Lesson #1: Doors can be (and, in the case of Ireland, are) an art form. From the houses I've seen so far, I think most people put more effort into the design and upkeep of their front doors than they do the upkeep of the entire rest of their lives. There have been green doors, purple doors, hot pink doors, even two striped doors, which really just seemed like overkill. Clearly, in this country, non-creative people are not allowed.

Lesson #2: The stereotype of 'creepy toothless Irish dude with heavy brogue who sits at the bar and hits on girls' is real and takes a human form in a man named David, whom we met last night at the pub. (Yes we went out on Wednesday. And also Tuesday. YOLO.) (Also, recall that the drinking age here is 18; none of this is illegal; please no one revoke my scholarship.) This man literally had no front teeth.
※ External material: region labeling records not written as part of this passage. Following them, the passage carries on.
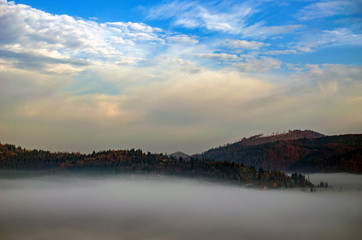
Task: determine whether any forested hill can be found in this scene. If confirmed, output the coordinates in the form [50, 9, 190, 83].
[0, 143, 312, 188]
[199, 130, 362, 173]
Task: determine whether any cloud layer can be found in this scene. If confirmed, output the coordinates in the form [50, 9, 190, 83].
[0, 0, 362, 153]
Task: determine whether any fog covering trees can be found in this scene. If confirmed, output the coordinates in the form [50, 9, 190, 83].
[0, 175, 362, 240]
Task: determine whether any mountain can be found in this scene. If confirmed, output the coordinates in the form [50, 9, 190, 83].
[169, 152, 191, 161]
[198, 130, 362, 173]
[0, 143, 313, 188]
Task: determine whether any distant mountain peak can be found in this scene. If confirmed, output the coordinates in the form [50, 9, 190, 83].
[240, 130, 325, 146]
[169, 151, 190, 160]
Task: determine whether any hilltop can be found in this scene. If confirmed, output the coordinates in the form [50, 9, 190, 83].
[196, 130, 362, 173]
[0, 143, 313, 188]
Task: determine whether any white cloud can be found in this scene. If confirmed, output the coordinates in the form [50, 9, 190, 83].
[224, 40, 269, 49]
[195, 53, 239, 61]
[295, 0, 362, 21]
[233, 57, 282, 72]
[148, 1, 301, 39]
[167, 34, 199, 45]
[0, 1, 167, 72]
[295, 28, 362, 52]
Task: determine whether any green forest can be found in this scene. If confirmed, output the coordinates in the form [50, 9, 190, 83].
[0, 143, 313, 188]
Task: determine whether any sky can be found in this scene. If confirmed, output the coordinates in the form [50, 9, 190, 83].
[0, 0, 362, 154]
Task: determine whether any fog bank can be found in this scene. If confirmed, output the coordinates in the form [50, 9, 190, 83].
[0, 175, 362, 240]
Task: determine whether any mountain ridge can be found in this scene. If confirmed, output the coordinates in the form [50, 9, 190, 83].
[193, 130, 362, 173]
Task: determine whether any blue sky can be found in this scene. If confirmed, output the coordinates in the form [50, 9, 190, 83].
[0, 0, 362, 153]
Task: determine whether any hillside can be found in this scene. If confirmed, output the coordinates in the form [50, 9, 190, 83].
[0, 143, 313, 188]
[199, 130, 362, 173]
[169, 152, 191, 161]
I'm fairly certain he was sitting at the bar for the entire time we were there. Strangely, he knows exactly where Indiana is. I was more than a little creeped out by David.

Lesson #3, as taught by the principal of St. Louis Primary School, Dublin: Notre Dame is in Idaho.

Lesson #3B: In Ireland, toothless bar creeps know American geography, and elementary school principals do not. I am concerned for this country.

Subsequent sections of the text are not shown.